# Bit serial computation - Dot product

The notebook illustrates that bit-serial computation of a dot product of a an operand `A` by an operand `B`, where the `A` operand is a set of values viewed at the bit level. This computation can be viewed as tensor computation where the bit-level representation of `A` is achieved with a rank-2 tensor where the lower rank is a set of sparse fibers with a 1 at those coordinates that match the bit-positions with a 1 in the binary representation of the value. The operand `B` is simply represented as a rank-1 tensor of values. As a result this computation can be represented with the following Einsum:

$$
Z = A_{i,j} \times B_i \times 2^j
$$

This representation of the calculation allows us to consider different dataflows and parallelism options, which are illustrated below.

## Setup

The first step is to set up the environment and create some tensors

In [None]:
# Run boilerplate code to set up environment

%run ../prelude.py --style=tree --animation=movie

## Configure some tensors

In [None]:
# Default value for the number of elements in the dot product
I = 4

# Default value for the number of bits in each elemnt of the `A` tensor
J = 8

tm = TensorMaker("dot product inputs")

tm.addTensor("A_IJ", rank_ids=["I", "J"], shape=[I, J], density=0.6, interval=1, seed=0, color="blue")
tm.addTensor("B_I", rank_ids=["I"], shape=[I], density=1, seed=1, color="green")

tm.displayControls()

## Create and display the tensors

In [None]:
A_IJ = tm.makeTensor("A_IJ")
A_JI = A_IJ.swapRanks().setName("A_JI")
B_I = tm.makeTensor("B_I")

#
# Calculate binary value of A from bit-wise represenation
#
a_values = []
for i, a_j in A_IJ:
    a_value = 0
    for j, _ in a_j:
        a_value += 2**j
    a_values.append(a_value)

print(f"A_IJ (with values {a_values})")
displayTensor(A_IJ)

print("A_JI")
displayTensor(A_JI)

print("B")
displayTensor(B_I)

## Create power array

Although the original Einsum notation includes a multiplication by a value that is a function only of an index value (`2^j`), this code will express that as a multiplicaton by a value from a constant rank-1 tensor (`pow2`).
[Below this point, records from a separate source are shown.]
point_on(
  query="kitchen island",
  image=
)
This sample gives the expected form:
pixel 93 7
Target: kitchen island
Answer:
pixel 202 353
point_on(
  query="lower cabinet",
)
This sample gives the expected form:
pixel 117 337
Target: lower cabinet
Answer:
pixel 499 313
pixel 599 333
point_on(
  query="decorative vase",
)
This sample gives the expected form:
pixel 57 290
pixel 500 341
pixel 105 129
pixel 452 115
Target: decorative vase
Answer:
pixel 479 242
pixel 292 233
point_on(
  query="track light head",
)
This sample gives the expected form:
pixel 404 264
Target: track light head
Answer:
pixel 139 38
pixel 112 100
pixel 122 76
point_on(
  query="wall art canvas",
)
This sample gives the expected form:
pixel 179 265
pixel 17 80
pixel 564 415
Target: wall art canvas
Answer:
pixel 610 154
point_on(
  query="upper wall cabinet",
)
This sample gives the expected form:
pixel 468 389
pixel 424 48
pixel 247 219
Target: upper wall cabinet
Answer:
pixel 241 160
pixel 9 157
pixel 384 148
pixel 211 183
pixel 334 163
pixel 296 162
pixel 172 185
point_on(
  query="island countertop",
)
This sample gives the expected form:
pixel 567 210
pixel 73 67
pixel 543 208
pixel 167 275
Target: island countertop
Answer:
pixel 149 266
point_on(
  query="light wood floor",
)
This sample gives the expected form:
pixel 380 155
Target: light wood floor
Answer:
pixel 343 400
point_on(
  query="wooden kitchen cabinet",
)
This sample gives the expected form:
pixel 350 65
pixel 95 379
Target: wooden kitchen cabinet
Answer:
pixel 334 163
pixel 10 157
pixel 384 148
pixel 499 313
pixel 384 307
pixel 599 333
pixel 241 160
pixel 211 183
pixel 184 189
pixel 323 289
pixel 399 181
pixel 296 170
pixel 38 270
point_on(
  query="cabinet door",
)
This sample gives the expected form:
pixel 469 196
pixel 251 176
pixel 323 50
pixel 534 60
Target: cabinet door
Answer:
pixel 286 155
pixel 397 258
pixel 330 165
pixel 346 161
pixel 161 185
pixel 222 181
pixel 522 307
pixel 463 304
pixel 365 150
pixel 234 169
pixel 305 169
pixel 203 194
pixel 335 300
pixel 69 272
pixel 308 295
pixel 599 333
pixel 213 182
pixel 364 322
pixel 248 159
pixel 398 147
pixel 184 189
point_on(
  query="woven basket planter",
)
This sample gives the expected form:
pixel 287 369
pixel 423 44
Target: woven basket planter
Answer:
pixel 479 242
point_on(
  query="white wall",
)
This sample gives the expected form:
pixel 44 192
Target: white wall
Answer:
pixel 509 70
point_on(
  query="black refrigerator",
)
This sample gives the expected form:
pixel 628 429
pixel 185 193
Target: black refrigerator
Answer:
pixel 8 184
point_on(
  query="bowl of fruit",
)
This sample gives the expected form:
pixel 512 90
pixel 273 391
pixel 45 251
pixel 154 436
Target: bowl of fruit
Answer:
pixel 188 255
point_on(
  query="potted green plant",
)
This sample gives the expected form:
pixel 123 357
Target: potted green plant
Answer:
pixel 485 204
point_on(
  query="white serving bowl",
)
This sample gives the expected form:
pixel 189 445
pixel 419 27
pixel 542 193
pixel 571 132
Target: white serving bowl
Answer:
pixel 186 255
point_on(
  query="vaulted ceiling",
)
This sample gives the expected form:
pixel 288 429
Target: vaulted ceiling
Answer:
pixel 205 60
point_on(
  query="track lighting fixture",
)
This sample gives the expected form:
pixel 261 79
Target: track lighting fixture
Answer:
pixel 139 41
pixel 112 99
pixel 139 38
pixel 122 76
In reality, this would probably be implemented directly in hardware (in this case as a **shift**).

In [None]:
pow2 = Tensor(rank_ids=["J"], shape=[J], name="Pow2", color="lightblue")

pow2_j = pow2.getRoot()

for j, pow2_ref in pow2_j.iterShapeRef():
    pow2_ref <<= 2 ** j
    
displayTensor(pow2)

## Serial execution

Observations:

- Since both `a_i` and `b_i` are dense they can be uncompressed and their intersection in trivial
- Since `a_j` is compressed and `pow2` can be uncompressed their intersection can be leader-follower
- Elapsed time is proportional to the total occupancy of all the fibers in the `J` rank of `A_IJ`.

In [None]:
z = Tensor(rank_ids=[], name="Dot Prod")

a_i = A_IJ.getRoot()
b_i = B_I.getRoot()
pow2_j = pow2.getRoot()

z_ref = z.getRoot()

canvas = createCanvas(A_IJ, B_I, pow2, z)

for i, (a_j, b_val) in a_i & b_i:
    for j, (a_val, pow2_val) in a_j & pow2_j:
        # Note a_val can only be "1" so we don't need to multiply by it.
        z_ref += (a_val * b_val) * pow2_val
        canvas.addFrame((i,j),(i,),(j,), (0,))
        
displayTensor(z)
displayCanvas(canvas)

## Parallel across B's

Observations: 

- Time is equal to the occupancy of the longest fiber in the `J` rank of `A`

In [None]:
z = Tensor(rank_ids=[], name="Dot Prod")

a_i = A_IJ.getRoot()
b_i = B_I.getRoot()
pow2_j = pow2.getRoot()

z_ref = z.getRoot()

canvas = createCanvas(A_IJ, B_I, pow2, z)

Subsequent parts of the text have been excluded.